AI · June 25, 2026 · 5 min read
SEO, AEO, GEO: how to be found when nobody clicks anymore
by Federica Grazia Bartolini

A third of the traffic, gone in a year. That’s what publishers’ websites lost from Google searches between 2024 and 2025, according to Reuters Institute data. And the people running those sites expect to lose nearly half over the next three years.
This is not a newspaper problem — I’ve dedicated a separate piece to what’s happening to publishers. It’s a mass shift in behaviour: people no longer search, they ask. They put a question to ChatGPT, to Claude, to an assistant — and get a packaged answer, no clicking required.

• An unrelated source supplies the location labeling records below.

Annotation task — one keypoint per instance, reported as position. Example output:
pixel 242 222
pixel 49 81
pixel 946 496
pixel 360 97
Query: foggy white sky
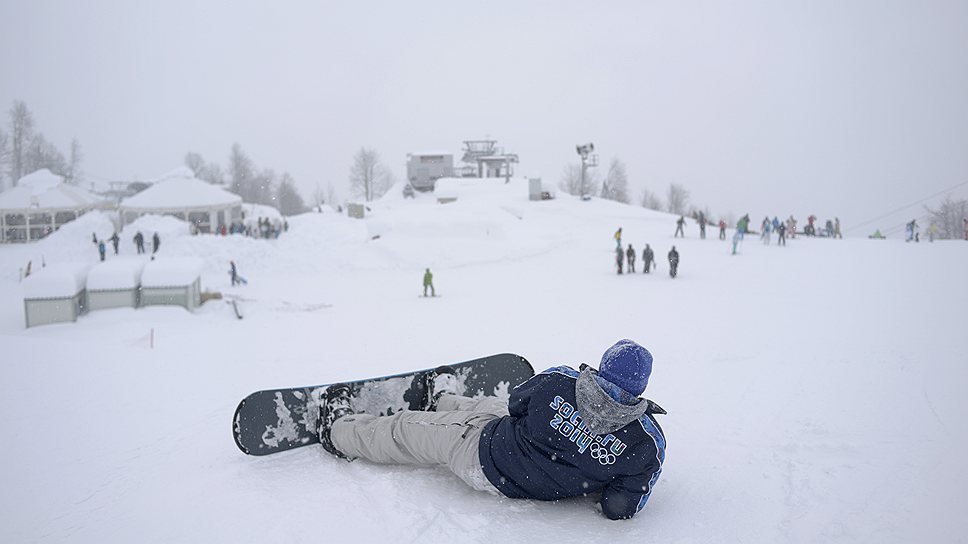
pixel 847 108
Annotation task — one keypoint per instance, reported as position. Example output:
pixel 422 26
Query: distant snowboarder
pixel 234 275
pixel 139 242
pixel 648 259
pixel 429 282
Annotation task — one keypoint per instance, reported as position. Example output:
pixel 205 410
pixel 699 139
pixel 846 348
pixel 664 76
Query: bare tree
pixel 4 156
pixel 21 134
pixel 651 200
pixel 203 170
pixel 677 199
pixel 949 218
pixel 616 183
pixel 195 163
pixel 571 180
pixel 74 173
pixel 43 154
pixel 368 177
pixel 287 196
pixel 241 173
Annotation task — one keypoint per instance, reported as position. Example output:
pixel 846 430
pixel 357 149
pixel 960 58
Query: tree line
pixel 614 185
pixel 24 149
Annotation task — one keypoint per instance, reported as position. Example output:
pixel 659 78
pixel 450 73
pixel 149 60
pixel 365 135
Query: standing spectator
pixel 429 282
pixel 673 262
pixel 234 274
pixel 648 259
pixel 679 224
pixel 139 242
pixel 114 241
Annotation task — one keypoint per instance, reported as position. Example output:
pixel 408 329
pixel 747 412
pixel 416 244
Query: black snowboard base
pixel 277 420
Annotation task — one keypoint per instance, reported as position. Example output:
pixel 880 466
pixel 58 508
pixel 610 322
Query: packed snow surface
pixel 815 391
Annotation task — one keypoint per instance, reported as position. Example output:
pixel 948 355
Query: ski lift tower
pixel 587 159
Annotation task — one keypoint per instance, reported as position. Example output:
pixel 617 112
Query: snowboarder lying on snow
pixel 563 433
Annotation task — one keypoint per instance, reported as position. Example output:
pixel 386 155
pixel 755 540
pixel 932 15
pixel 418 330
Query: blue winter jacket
pixel 572 433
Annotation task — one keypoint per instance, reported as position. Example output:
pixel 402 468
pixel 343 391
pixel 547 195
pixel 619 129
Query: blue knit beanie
pixel 627 365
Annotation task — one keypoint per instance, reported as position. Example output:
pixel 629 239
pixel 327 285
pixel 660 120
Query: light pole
pixel 584 151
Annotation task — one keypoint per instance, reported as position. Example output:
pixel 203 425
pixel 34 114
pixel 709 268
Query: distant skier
pixel 673 262
pixel 234 275
pixel 139 242
pixel 602 440
pixel 743 225
pixel 679 224
pixel 648 259
pixel 429 282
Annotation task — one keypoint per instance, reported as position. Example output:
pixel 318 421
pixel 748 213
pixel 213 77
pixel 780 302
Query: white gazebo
pixel 181 195
pixel 40 204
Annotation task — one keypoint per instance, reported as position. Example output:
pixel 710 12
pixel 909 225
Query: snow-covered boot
pixel 334 404
pixel 440 381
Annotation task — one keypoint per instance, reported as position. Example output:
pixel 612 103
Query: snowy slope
pixel 814 391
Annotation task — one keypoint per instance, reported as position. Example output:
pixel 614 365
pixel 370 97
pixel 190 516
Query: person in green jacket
pixel 429 282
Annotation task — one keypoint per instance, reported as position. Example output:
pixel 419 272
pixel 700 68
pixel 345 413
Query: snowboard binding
pixel 335 403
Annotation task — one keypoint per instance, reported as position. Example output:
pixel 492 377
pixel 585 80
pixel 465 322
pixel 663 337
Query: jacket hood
pixel 599 410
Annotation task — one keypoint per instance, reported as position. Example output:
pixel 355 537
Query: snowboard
pixel 275 420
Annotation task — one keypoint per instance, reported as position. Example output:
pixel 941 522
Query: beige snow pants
pixel 448 437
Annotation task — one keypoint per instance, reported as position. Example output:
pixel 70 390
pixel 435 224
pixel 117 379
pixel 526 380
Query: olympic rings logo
pixel 599 452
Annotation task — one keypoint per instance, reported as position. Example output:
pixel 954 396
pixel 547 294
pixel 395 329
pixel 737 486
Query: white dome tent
pixel 40 204
pixel 179 194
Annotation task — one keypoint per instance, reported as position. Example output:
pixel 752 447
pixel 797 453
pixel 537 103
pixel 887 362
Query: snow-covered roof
pixel 180 191
pixel 171 272
pixel 58 280
pixel 46 191
pixel 116 274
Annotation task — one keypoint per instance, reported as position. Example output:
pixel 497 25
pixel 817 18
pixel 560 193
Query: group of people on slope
pixel 648 257
pixel 139 242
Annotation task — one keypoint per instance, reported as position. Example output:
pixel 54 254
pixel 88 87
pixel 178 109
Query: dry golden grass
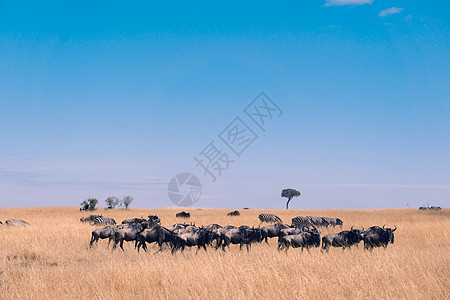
pixel 52 260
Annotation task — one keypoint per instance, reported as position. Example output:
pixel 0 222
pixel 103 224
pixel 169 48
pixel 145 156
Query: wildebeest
pixel 269 218
pixel 272 231
pixel 344 239
pixel 243 235
pixel 154 219
pixel 103 233
pixel 157 234
pixel 317 221
pixel 300 221
pixel 234 213
pixel 134 220
pixel 200 238
pixel 16 223
pixel 103 221
pixel 378 237
pixel 183 214
pixel 128 233
pixel 90 218
pixel 302 239
pixel 333 222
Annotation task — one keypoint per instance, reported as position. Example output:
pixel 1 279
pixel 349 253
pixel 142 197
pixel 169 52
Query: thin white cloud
pixel 347 2
pixel 390 11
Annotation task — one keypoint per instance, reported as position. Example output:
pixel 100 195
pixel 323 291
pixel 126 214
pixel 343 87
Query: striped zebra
pixel 16 223
pixel 300 222
pixel 99 220
pixel 269 218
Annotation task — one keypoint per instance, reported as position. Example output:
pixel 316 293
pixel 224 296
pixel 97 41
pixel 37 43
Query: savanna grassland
pixel 51 259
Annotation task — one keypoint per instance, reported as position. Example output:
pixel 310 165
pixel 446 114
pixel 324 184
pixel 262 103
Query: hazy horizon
pixel 101 99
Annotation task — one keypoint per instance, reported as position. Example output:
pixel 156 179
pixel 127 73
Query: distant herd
pixel 302 233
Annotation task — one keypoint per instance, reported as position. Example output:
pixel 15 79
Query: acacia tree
pixel 92 203
pixel 112 202
pixel 289 194
pixel 126 201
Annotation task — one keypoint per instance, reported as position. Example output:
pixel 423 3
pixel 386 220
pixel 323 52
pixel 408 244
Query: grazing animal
pixel 301 240
pixel 243 235
pixel 156 234
pixel 134 220
pixel 234 213
pixel 16 223
pixel 272 231
pixel 317 221
pixel 435 208
pixel 378 237
pixel 300 221
pixel 333 222
pixel 128 233
pixel 343 239
pixel 199 238
pixel 103 233
pixel 154 219
pixel 99 220
pixel 90 218
pixel 269 218
pixel 183 214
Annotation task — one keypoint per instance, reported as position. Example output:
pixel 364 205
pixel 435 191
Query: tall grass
pixel 51 259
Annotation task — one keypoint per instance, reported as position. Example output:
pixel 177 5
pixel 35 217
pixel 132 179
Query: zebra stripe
pixel 99 220
pixel 269 218
pixel 17 223
pixel 300 222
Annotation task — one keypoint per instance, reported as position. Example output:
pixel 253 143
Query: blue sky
pixel 111 99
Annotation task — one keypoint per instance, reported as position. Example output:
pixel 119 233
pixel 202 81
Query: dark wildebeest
pixel 154 219
pixel 317 221
pixel 243 235
pixel 199 238
pixel 378 237
pixel 134 220
pixel 303 240
pixel 90 218
pixel 272 231
pixel 333 222
pixel 103 233
pixel 435 208
pixel 128 233
pixel 157 234
pixel 183 214
pixel 300 221
pixel 234 213
pixel 344 239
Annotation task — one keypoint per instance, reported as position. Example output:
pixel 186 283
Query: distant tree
pixel 92 203
pixel 289 194
pixel 85 205
pixel 112 202
pixel 126 201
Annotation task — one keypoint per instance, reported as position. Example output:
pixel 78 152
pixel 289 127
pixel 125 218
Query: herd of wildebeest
pixel 304 232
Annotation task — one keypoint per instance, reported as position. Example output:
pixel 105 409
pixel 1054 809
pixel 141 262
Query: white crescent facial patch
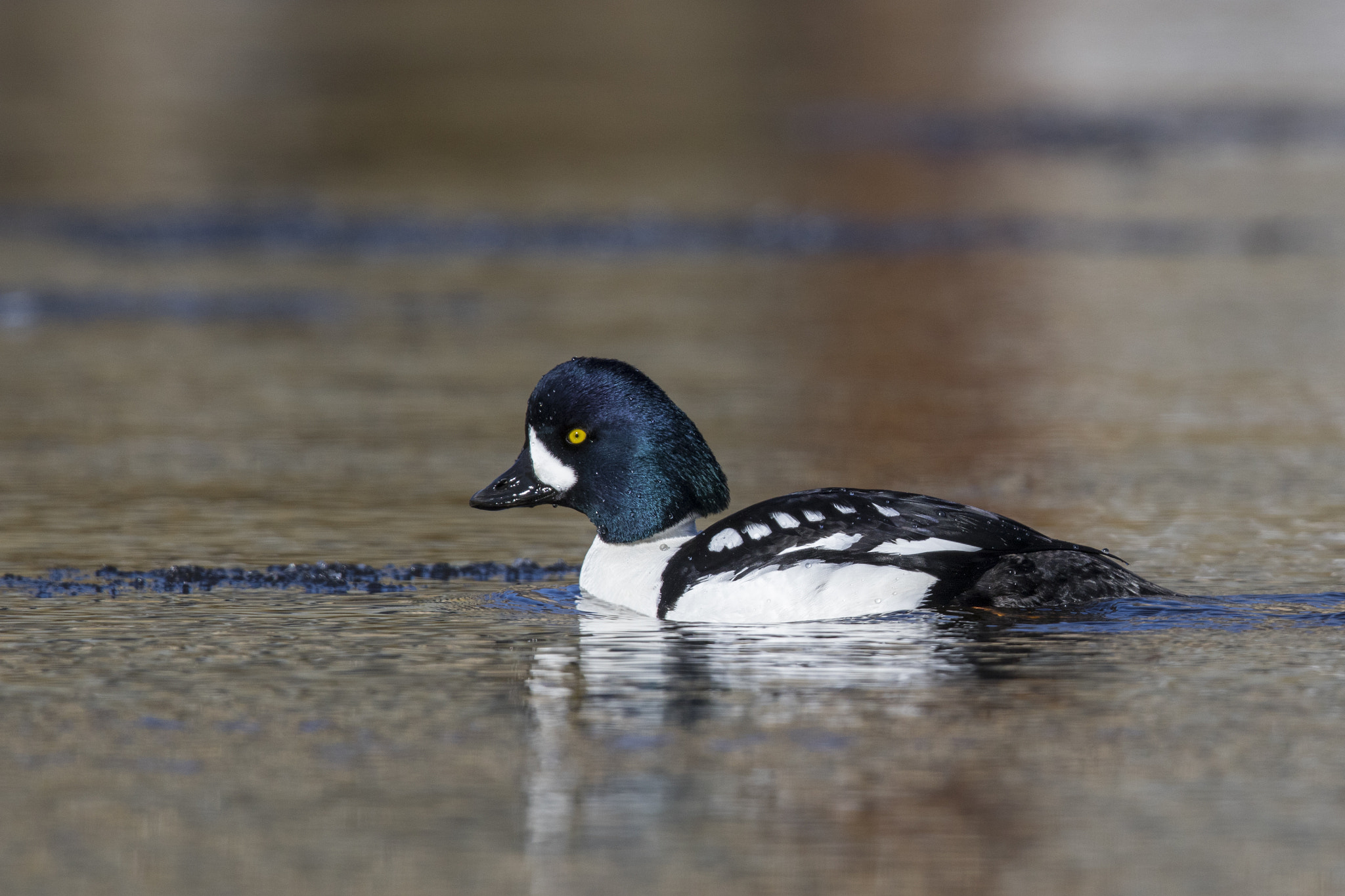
pixel 548 468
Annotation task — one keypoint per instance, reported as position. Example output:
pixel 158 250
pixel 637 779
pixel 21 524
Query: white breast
pixel 630 575
pixel 803 591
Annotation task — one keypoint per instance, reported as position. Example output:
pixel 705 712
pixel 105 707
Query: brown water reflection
pixel 1179 402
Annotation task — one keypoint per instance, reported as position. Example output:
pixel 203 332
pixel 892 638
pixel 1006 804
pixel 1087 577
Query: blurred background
pixel 276 276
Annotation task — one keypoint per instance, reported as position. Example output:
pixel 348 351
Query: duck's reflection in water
pixel 659 747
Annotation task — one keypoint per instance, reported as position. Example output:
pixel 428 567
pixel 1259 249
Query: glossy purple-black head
pixel 604 440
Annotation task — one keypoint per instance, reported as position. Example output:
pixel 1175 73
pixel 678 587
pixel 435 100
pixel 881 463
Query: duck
pixel 604 440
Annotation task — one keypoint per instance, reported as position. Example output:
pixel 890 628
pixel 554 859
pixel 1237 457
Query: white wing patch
pixel 546 467
pixel 925 545
pixel 838 542
pixel 725 539
pixel 820 591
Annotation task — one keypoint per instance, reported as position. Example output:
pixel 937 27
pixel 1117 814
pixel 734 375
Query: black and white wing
pixel 953 543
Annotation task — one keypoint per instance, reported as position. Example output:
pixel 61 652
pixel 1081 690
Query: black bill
pixel 516 486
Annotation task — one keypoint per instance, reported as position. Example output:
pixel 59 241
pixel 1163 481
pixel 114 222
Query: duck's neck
pixel 630 574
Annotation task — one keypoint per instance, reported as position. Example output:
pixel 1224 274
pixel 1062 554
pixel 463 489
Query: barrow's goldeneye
pixel 604 440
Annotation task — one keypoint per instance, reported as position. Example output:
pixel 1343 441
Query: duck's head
pixel 604 440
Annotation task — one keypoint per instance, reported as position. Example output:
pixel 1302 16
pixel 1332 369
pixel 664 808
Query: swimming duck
pixel 604 440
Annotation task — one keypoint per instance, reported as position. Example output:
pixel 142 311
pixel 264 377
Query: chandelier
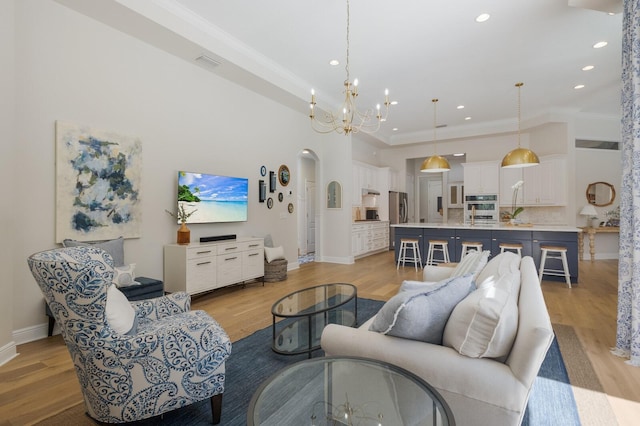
pixel 349 119
pixel 520 157
pixel 436 163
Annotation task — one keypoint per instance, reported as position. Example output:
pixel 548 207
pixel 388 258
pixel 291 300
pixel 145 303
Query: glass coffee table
pixel 306 312
pixel 347 391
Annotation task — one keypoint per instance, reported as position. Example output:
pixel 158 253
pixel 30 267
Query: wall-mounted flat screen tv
pixel 213 198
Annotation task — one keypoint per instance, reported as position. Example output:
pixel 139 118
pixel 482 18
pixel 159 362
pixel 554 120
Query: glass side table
pixel 347 391
pixel 308 311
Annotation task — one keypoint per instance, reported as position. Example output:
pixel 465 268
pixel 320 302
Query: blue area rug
pixel 252 361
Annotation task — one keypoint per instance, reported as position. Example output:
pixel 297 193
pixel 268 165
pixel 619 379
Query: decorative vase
pixel 184 234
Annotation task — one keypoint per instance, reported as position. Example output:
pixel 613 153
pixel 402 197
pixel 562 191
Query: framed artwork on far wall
pixel 262 191
pixel 272 181
pixel 98 183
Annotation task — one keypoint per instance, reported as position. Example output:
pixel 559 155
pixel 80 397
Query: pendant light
pixel 520 157
pixel 435 163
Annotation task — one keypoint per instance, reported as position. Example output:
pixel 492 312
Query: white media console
pixel 199 267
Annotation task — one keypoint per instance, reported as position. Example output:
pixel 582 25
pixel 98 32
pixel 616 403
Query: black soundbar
pixel 217 238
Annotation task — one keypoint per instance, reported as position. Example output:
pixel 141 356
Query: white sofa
pixel 479 390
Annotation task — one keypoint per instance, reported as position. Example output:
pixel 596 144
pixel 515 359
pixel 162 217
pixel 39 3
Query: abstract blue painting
pixel 97 184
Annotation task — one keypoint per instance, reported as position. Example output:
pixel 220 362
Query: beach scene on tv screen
pixel 214 198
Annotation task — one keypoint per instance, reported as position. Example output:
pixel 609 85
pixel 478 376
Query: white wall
pixel 69 67
pixel 14 194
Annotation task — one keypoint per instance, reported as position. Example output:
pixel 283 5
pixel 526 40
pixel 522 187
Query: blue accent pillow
pixel 422 314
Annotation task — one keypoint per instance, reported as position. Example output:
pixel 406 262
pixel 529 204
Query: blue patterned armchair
pixel 175 358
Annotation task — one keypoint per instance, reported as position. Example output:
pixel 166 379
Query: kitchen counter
pixel 531 238
pixel 499 226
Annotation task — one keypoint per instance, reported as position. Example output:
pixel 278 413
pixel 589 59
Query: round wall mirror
pixel 334 195
pixel 601 194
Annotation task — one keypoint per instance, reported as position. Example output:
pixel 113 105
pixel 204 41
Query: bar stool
pixel 441 246
pixel 411 244
pixel 466 245
pixel 554 252
pixel 517 247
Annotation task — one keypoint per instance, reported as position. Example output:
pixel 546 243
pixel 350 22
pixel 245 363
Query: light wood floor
pixel 41 382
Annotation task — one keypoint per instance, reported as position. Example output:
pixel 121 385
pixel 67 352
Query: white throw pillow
pixel 124 276
pixel 120 314
pixel 471 263
pixel 485 323
pixel 273 253
pixel 422 314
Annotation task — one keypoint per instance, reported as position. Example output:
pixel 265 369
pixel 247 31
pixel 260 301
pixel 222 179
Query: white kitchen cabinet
pixel 482 177
pixel 546 184
pixel 200 267
pixel 369 237
pixel 358 239
pixel 508 178
pixel 456 195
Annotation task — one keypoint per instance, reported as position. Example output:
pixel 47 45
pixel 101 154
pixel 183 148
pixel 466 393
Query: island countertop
pixel 500 226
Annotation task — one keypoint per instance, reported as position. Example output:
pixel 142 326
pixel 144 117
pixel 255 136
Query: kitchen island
pixel 491 236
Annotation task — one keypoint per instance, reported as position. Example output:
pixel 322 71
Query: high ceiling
pixel 417 49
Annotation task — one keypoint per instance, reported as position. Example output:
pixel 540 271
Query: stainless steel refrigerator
pixel 398 213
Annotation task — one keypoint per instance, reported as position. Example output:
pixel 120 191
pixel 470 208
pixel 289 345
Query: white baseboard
pixel 605 256
pixel 8 352
pixel 342 260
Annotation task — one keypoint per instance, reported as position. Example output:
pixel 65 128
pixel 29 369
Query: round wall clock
pixel 284 175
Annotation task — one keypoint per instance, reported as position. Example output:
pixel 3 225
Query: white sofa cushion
pixel 499 265
pixel 485 323
pixel 120 314
pixel 422 314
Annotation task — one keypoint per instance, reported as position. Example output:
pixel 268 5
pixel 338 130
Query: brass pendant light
pixel 520 157
pixel 435 163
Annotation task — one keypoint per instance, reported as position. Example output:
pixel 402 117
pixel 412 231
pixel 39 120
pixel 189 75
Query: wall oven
pixel 481 209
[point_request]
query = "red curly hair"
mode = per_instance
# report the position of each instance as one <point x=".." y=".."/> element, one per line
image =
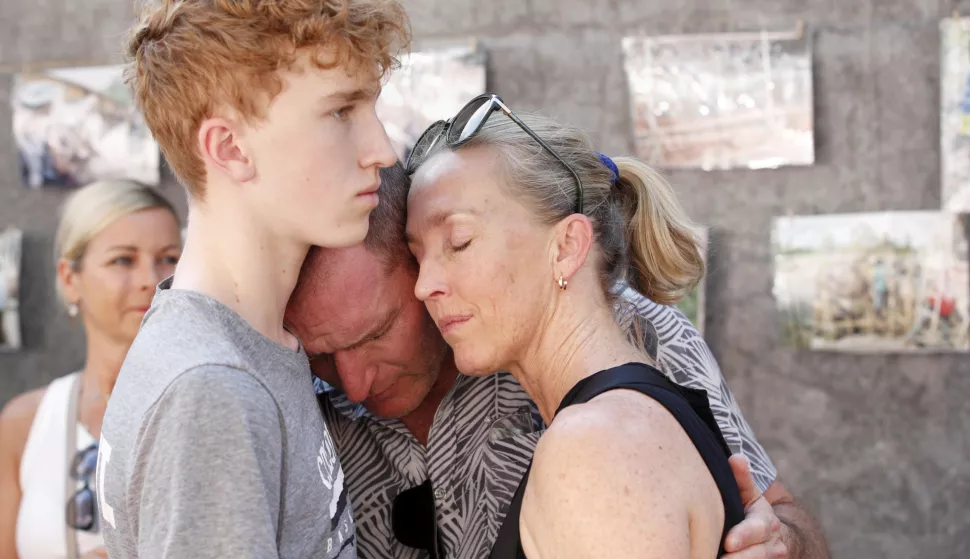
<point x="186" y="58"/>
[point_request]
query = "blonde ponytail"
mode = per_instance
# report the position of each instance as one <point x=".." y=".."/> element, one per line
<point x="665" y="258"/>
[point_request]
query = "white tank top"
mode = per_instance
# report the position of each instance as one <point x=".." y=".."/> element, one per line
<point x="41" y="532"/>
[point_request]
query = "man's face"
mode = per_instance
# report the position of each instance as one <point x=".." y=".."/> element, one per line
<point x="365" y="331"/>
<point x="316" y="155"/>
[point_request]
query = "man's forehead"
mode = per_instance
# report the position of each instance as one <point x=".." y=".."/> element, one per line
<point x="353" y="292"/>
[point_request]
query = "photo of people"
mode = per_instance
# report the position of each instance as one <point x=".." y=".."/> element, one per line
<point x="879" y="282"/>
<point x="431" y="85"/>
<point x="73" y="126"/>
<point x="11" y="241"/>
<point x="721" y="101"/>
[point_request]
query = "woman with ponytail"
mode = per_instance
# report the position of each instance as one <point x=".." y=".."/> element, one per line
<point x="524" y="234"/>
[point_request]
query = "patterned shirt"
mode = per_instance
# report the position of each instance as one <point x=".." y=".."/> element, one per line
<point x="483" y="437"/>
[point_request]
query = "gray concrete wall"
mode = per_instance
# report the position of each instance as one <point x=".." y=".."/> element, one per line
<point x="874" y="445"/>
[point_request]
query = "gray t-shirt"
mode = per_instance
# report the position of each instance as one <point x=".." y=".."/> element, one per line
<point x="213" y="444"/>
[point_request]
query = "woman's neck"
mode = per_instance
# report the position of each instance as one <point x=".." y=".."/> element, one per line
<point x="571" y="346"/>
<point x="102" y="365"/>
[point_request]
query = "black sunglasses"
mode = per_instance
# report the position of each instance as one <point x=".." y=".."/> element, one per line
<point x="468" y="122"/>
<point x="82" y="507"/>
<point x="413" y="519"/>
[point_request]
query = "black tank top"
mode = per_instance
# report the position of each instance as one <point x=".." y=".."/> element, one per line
<point x="691" y="409"/>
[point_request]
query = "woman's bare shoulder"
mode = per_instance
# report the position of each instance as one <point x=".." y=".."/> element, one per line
<point x="618" y="463"/>
<point x="16" y="418"/>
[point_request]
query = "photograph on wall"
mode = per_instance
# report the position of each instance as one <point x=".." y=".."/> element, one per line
<point x="721" y="101"/>
<point x="11" y="243"/>
<point x="955" y="114"/>
<point x="693" y="304"/>
<point x="430" y="85"/>
<point x="888" y="282"/>
<point x="74" y="126"/>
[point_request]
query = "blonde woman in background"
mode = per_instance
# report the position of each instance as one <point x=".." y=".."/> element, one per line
<point x="115" y="242"/>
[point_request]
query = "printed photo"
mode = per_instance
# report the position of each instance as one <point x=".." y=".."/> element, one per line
<point x="955" y="114"/>
<point x="431" y="85"/>
<point x="74" y="126"/>
<point x="11" y="242"/>
<point x="879" y="282"/>
<point x="721" y="101"/>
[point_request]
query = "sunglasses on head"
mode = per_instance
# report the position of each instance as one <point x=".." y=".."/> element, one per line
<point x="413" y="519"/>
<point x="82" y="507"/>
<point x="468" y="122"/>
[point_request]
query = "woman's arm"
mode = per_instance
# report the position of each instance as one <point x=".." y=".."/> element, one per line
<point x="618" y="477"/>
<point x="15" y="421"/>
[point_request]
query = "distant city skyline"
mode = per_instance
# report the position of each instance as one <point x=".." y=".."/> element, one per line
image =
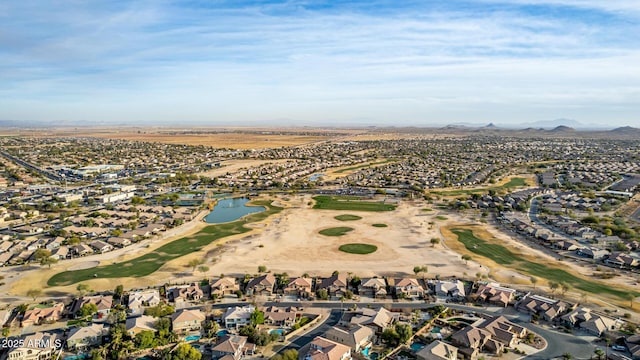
<point x="359" y="63"/>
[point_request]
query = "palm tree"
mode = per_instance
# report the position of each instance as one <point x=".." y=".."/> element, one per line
<point x="599" y="353"/>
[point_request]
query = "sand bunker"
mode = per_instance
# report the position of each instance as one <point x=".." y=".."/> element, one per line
<point x="85" y="265"/>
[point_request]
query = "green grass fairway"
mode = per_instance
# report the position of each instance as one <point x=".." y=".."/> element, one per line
<point x="339" y="231"/>
<point x="362" y="166"/>
<point x="514" y="182"/>
<point x="348" y="217"/>
<point x="148" y="263"/>
<point x="503" y="256"/>
<point x="325" y="202"/>
<point x="361" y="249"/>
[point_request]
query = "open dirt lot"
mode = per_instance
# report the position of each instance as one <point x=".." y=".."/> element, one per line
<point x="218" y="137"/>
<point x="292" y="244"/>
<point x="232" y="166"/>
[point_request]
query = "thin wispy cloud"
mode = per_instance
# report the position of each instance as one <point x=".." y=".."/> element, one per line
<point x="415" y="63"/>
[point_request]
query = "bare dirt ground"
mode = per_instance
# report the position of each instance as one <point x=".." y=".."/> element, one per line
<point x="218" y="137"/>
<point x="232" y="166"/>
<point x="511" y="276"/>
<point x="292" y="244"/>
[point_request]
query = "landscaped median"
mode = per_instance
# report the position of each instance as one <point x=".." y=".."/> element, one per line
<point x="350" y="203"/>
<point x="149" y="263"/>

The old pact — I write, Google sends me visitors — is breaking down in front of everyone.
For anyone with a business, a name, a reputation to defend, the consequence is worth stating upfront: being findable is no longer enough. You need to be cited. And, ideally, cited well.
Three acronyms, one game
Let’s put things in order, without jargon.
SEO — Search Engine Optimization — is the traditional craft: being found by search engines. The goal is the click: appearing in the results and bringing the person to your site.
AEO — Answer Engine Optimization — is the new craft: being chosen by answer engines. When someone asks an AI “who’s the best consultant for X?” or “how do you handle Y?”, the goal is no longer the click: it’s being inside the answer — cited, linked, or used directly as a source.
GEO — Generative Engine Optimization — is the broader sibling: making sure that when an AI generates content about you, it represents you correctly. Right name, right facts, right description.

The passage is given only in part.